Frozen Shoulder is painful as it improves. In order to make the best progress it is necessary to push the range of motion of the shoulder into the painful region on a regular basis. To assist with this the first step is to organise an x-ray controlled injection of the shoulder joint itself with cortisone. This will give you dramatic but temporary relief for a few weeks.

This is a graph representing the progress of pain and stiffness in the untreated shoulder.

Frozen Shoulde Graph

Continuum of Phases in Adhesive Capsulitis. Hsu, et al. Current review of Adhesive Capsulitis. JSES, 20;502-514, 2011.

Physiotherapy

During this period it is best to push hard towards a normal range of motion and stretch the shoulder at every opportunity in daily activity.

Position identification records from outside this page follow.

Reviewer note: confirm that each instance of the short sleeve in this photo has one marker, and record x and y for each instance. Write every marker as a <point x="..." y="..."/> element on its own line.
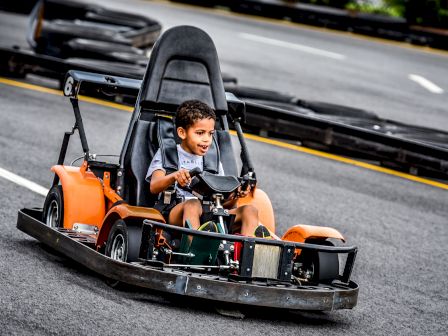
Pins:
<point x="156" y="164"/>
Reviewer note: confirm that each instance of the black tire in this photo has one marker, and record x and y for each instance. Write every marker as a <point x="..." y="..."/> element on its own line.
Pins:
<point x="53" y="214"/>
<point x="324" y="265"/>
<point x="130" y="238"/>
<point x="123" y="242"/>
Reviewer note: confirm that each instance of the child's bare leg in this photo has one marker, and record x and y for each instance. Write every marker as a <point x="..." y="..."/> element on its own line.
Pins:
<point x="191" y="210"/>
<point x="247" y="217"/>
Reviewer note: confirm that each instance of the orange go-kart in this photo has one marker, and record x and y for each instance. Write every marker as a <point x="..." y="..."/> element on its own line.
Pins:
<point x="103" y="216"/>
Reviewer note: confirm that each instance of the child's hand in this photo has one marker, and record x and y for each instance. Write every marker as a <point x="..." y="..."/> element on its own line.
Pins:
<point x="182" y="177"/>
<point x="243" y="193"/>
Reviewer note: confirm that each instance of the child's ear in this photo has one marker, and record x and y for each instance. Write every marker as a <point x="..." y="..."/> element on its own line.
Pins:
<point x="181" y="133"/>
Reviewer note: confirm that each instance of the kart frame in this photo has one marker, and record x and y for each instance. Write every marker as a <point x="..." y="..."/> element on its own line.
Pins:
<point x="187" y="283"/>
<point x="107" y="184"/>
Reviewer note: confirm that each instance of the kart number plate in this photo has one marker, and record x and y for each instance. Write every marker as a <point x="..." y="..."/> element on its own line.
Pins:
<point x="266" y="261"/>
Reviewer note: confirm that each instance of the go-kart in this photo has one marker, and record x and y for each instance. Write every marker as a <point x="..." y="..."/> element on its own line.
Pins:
<point x="103" y="215"/>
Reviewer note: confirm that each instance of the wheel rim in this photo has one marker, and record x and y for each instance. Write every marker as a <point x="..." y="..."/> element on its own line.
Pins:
<point x="118" y="249"/>
<point x="52" y="219"/>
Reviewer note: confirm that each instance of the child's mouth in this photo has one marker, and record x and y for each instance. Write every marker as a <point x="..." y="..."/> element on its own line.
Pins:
<point x="203" y="147"/>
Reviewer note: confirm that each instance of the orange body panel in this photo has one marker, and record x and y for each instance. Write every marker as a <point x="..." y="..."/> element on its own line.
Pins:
<point x="259" y="199"/>
<point x="83" y="196"/>
<point x="127" y="213"/>
<point x="300" y="233"/>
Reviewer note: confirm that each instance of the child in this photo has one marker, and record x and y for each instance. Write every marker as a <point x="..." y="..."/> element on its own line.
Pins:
<point x="195" y="124"/>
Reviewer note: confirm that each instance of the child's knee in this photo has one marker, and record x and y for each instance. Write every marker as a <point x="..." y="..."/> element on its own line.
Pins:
<point x="193" y="205"/>
<point x="249" y="211"/>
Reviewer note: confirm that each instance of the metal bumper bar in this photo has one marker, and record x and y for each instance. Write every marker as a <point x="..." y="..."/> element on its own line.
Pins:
<point x="322" y="298"/>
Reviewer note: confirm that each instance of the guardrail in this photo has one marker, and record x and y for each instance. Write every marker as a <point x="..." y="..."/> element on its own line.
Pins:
<point x="363" y="23"/>
<point x="334" y="128"/>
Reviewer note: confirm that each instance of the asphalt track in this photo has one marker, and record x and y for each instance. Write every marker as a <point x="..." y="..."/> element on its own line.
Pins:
<point x="400" y="226"/>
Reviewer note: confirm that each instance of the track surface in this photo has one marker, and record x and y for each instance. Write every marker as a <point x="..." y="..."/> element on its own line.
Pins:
<point x="399" y="226"/>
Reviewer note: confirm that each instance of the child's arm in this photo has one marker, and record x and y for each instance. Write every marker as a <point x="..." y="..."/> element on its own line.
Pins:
<point x="160" y="181"/>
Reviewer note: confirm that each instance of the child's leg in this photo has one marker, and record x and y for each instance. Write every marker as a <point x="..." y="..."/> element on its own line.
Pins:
<point x="191" y="210"/>
<point x="246" y="216"/>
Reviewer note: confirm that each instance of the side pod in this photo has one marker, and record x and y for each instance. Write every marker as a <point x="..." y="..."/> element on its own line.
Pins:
<point x="300" y="233"/>
<point x="132" y="215"/>
<point x="83" y="195"/>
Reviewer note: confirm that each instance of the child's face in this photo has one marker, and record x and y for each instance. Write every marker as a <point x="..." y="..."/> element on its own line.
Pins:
<point x="197" y="138"/>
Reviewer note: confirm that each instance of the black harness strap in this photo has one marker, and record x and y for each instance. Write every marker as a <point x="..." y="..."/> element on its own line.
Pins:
<point x="167" y="144"/>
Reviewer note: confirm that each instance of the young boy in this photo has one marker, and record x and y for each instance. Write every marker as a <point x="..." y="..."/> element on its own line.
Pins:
<point x="195" y="124"/>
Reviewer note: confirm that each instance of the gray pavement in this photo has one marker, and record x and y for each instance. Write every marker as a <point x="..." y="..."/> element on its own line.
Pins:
<point x="400" y="226"/>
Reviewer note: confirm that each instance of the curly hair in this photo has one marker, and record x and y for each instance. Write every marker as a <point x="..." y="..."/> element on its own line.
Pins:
<point x="191" y="111"/>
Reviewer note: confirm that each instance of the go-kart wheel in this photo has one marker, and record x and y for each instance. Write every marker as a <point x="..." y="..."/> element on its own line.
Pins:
<point x="123" y="243"/>
<point x="53" y="214"/>
<point x="323" y="267"/>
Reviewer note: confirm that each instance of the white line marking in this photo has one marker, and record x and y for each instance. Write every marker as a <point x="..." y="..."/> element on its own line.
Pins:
<point x="428" y="85"/>
<point x="23" y="182"/>
<point x="293" y="46"/>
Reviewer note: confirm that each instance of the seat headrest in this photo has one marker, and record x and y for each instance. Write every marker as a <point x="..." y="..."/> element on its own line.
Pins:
<point x="184" y="65"/>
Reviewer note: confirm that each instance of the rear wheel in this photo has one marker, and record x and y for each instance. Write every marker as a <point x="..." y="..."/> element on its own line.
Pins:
<point x="318" y="267"/>
<point x="53" y="214"/>
<point x="123" y="244"/>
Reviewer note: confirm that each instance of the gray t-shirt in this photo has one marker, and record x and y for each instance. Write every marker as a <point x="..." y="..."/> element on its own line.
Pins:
<point x="186" y="161"/>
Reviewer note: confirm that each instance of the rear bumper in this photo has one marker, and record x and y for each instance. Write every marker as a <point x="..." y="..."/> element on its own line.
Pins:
<point x="320" y="298"/>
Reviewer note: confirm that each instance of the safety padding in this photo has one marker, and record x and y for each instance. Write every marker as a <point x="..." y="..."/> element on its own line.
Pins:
<point x="83" y="195"/>
<point x="261" y="201"/>
<point x="132" y="215"/>
<point x="300" y="233"/>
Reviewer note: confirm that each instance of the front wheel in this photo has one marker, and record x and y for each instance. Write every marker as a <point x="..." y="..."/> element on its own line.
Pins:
<point x="53" y="214"/>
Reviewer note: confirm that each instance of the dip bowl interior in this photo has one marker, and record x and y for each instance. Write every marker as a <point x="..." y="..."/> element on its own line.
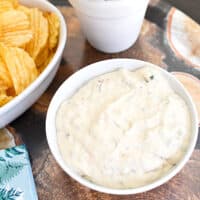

In addition to thisyou will be given a formal stretching exercise program which will be supervised by a physiotherapist. Stretching techniques are important and the way to make ground in fact is to push to only 80% of the pain that you can tolerate and maintain the stretch against the end of the range for as long as possible. Ideally you should set up three or four sessions per day where you spend a few minutes working into the end of the range in all directions.

It is very important to discuss your progress and daily pain experience with your shoulder therapist, initially once a week but, depending on progress, sessions it may only be necessary once a month. Paradoxically patients frequently describe dramatic improvement in their level of pain and function within a few weeks after the start of this fairly aggressive treatment program in combination with a steroid injection.

This combination treatment can dramatically shorten the overall convalescence and lead more reliably to a normal shoulder. The most important part of your treatment is to understand that you should continue to push into the painful part of shoulder motion in spite of pain. Doing so will not result in any structural damage to the shoulder, but rather will help bit-by-bit regain the range of motion as you push into the end of the range of motion in daily activity. The worst thing that you can do is protect the shoulder by treating the arm as a “broken wing”. Movement is the most important thing.

Surgery

Occasionally a combination of injections and physiotherapy does not get on top of the pain and stiffness associated with a frozen shoulder. In these cases surgery performed under general anesthetic can help to break down some of the adhesions and scar tissue around the shoulder joint. This is achieved with a forced manipulation of the shoulder in combination with a arthroscopic or ‘key hole’ release of some of the tight capsule.

This procedure is generally performed as a day case, with an overnight stay in hospital. A formal physiotherapy program is conducted after the procedure. A sling is generally not required after the procedure.